Recarey also surrounded himself with those who could influence the political system. He hired Jeb Bush as IMC's "real-estate consultant." Though Jeb would never close a single real-estate deal, his contract called for him to earn up to $250,000 (he actually received $75,000). Jeb's real value to Recarey was not in real estate but in his help in facilitating the largest HMO Medicare fraud in U.S. history.
Jeb phoned top Health and Human Services officials in Washington in 1985 to lobby for a special exemption from HHS rules for IMC. This highly unusual waiver was critical to Recarey's scam. Without it, the company would have been limited to a Medicare patient load of 50 percent. The balance of IMC's patients would have had to be private -- that is, paying -- customers.
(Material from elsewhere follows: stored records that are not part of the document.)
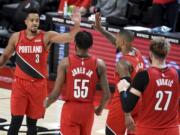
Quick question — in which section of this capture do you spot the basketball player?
[0,4,81,135]
[118,38,180,135]
[95,13,144,135]
[45,31,110,135]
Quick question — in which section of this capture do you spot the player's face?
[25,13,39,33]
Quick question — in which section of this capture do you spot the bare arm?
[44,58,68,108]
[44,9,81,49]
[95,59,110,115]
[0,33,19,66]
[95,13,116,46]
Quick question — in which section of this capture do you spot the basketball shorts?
[136,127,180,135]
[106,97,138,135]
[11,77,47,119]
[60,102,94,135]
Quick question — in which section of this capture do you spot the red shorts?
[11,77,47,119]
[60,102,94,135]
[136,127,180,135]
[106,97,138,135]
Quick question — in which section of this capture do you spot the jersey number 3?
[74,79,89,98]
[155,90,172,111]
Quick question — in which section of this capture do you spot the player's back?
[137,67,179,128]
[114,49,145,97]
[65,55,98,102]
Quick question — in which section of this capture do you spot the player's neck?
[76,51,89,57]
[25,30,39,39]
[121,46,133,55]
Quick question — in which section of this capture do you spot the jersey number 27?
[155,90,172,111]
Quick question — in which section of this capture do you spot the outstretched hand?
[71,7,81,24]
[43,97,51,108]
[95,107,102,116]
[125,114,135,132]
[94,12,102,31]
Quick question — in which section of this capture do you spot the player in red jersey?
[118,38,180,135]
[45,31,110,135]
[0,2,81,135]
[95,13,144,135]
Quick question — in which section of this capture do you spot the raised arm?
[0,33,19,66]
[44,58,68,108]
[95,59,110,115]
[95,13,116,46]
[44,8,81,49]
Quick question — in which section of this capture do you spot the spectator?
[152,0,178,31]
[90,0,128,17]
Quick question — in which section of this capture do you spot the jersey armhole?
[15,31,22,49]
[40,30,49,53]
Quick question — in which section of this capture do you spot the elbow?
[105,92,111,101]
[122,105,133,113]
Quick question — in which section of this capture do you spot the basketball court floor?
[0,88,108,135]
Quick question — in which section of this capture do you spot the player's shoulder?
[60,57,69,67]
[96,58,106,67]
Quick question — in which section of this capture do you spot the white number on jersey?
[74,79,89,98]
[154,90,172,111]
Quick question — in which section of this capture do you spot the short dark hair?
[75,31,93,50]
[119,29,134,42]
[150,37,170,59]
[23,0,40,18]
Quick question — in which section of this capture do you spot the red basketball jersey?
[137,67,180,128]
[15,30,48,79]
[115,49,145,96]
[65,55,98,102]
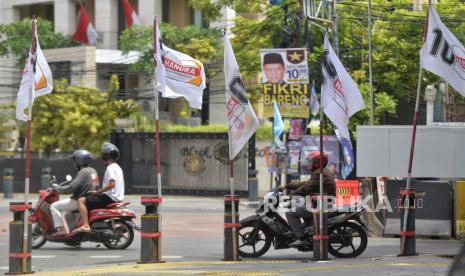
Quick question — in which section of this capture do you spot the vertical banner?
[260,48,310,118]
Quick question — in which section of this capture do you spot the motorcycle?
[29,175,138,249]
[238,188,368,258]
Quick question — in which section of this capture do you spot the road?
[0,195,461,275]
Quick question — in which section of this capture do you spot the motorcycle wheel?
[103,220,134,249]
[238,222,273,258]
[31,222,47,249]
[328,221,368,258]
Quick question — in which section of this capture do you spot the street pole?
[368,0,374,125]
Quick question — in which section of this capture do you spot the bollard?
[3,168,14,198]
[399,189,418,257]
[223,195,241,261]
[248,170,258,201]
[138,196,163,264]
[312,194,329,261]
[5,202,34,275]
[40,167,52,190]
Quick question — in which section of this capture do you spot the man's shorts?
[86,194,115,211]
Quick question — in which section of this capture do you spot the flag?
[310,81,320,116]
[16,23,53,121]
[273,102,284,150]
[121,0,140,28]
[321,34,365,179]
[420,6,465,96]
[71,3,98,45]
[224,34,259,160]
[156,25,206,109]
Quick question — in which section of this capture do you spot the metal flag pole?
[21,15,37,272]
[400,0,431,256]
[153,16,162,259]
[318,78,324,259]
[368,0,374,125]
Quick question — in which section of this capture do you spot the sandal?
[73,226,90,232]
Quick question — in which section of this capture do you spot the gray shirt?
[56,167,98,200]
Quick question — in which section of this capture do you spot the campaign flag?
[155,22,206,109]
[224,34,260,160]
[321,34,365,179]
[121,0,140,27]
[273,102,284,150]
[71,3,98,45]
[310,81,320,116]
[16,24,53,121]
[420,6,465,96]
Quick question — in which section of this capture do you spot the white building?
[0,0,235,122]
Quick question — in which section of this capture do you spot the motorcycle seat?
[107,202,130,208]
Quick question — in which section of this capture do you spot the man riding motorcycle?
[283,151,336,247]
[49,149,98,236]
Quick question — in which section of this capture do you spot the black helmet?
[102,142,119,161]
[71,149,94,168]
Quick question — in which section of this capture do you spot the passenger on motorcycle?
[74,142,124,232]
[282,151,336,247]
[49,149,98,236]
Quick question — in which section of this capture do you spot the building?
[0,0,235,124]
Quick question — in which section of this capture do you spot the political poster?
[260,48,310,118]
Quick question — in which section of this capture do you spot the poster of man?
[260,48,309,118]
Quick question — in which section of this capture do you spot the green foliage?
[119,23,218,73]
[0,18,73,64]
[31,81,138,153]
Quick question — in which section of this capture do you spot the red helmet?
[307,151,328,171]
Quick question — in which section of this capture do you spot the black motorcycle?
[239,188,368,258]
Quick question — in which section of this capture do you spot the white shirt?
[102,163,124,202]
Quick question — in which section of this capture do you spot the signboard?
[260,48,309,118]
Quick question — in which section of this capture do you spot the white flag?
[16,26,53,121]
[321,34,365,178]
[156,25,206,109]
[420,6,465,96]
[224,35,259,160]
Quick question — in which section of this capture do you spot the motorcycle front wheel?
[238,222,273,258]
[103,220,134,249]
[31,222,47,249]
[328,221,368,258]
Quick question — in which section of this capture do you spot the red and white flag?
[155,25,206,109]
[71,4,98,45]
[121,0,140,28]
[16,24,53,121]
[224,34,260,160]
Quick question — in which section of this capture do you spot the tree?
[0,18,74,66]
[31,81,138,154]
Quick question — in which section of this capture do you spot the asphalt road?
[0,195,461,275]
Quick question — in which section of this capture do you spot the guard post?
[312,194,329,261]
[5,202,34,275]
[399,188,418,257]
[138,196,163,264]
[223,195,241,261]
[3,168,14,198]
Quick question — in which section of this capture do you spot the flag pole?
[318,76,324,258]
[229,159,238,261]
[153,16,162,259]
[400,0,431,256]
[21,15,37,272]
[368,0,374,125]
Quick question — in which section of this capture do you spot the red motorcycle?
[29,176,139,249]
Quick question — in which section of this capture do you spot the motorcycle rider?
[49,149,98,236]
[282,151,336,247]
[73,142,124,232]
Recarey preferred the steady flow of federal Medicare money to the thought of actually running a real HMO. Former HHS chief of staff McClain Haddow (who later became a paid consultant to IMC) testified in 1987 Jeb that directly phoned then-HHS secretary Margaret Heckler and that it was that call that swung the decision to approve IMCs waiver.
Manuel C. Diaz, another Jeb Bush business associate, runs a commercial nursery with headquarters in Homestead, Florida. Manny Diaz's previous business sidekick, Charles Keating, Jr., is now sitting in a California prison. But during Keating's days at the helm of the $6 billion Lincoln Savings, Diaz became a Keating insider, confidant, and beneficiary. For example, in 1987, as federal regulators closed in on his crumbling empire, Keating instructed his attorneys to transfer a large chunk of prime Phoenix real estate to Diaz, for just $1. And right before filing for personal bankruptcy, Keating transferred his $2 million mansion on the island of Cat Cay in the Bahamas to Diaz.
At the same time Diaz was palling around with Keating, Jeb, then serving as Florida's secretary of commerce, arranged a private meeting for Diaz with Florida's Republican governor Bob Martinez. Promptly afterward, Diaz Farms landed a lucrative, $1.72 million, state-highway-landscaping contract -- despite the fact that Diaz had little prior highway-landscaping experience. This raised howls of protest and charges of political influence-peddling from other contractors. But state officials explained that the extraordinary speed in issuing the contract had occurred because the state was anxious to spruce up 113 miles of freeway for the coming visit of the pope.
Did Jeb know about Diaz's business association with Charles Keating? Did he have reason to believe Diaz was qualified for the Florida highway contract that he helped Diaz land? These are the kinds of detailed questions that the Florida chairman of the Bush re-election campaign refuses to answer.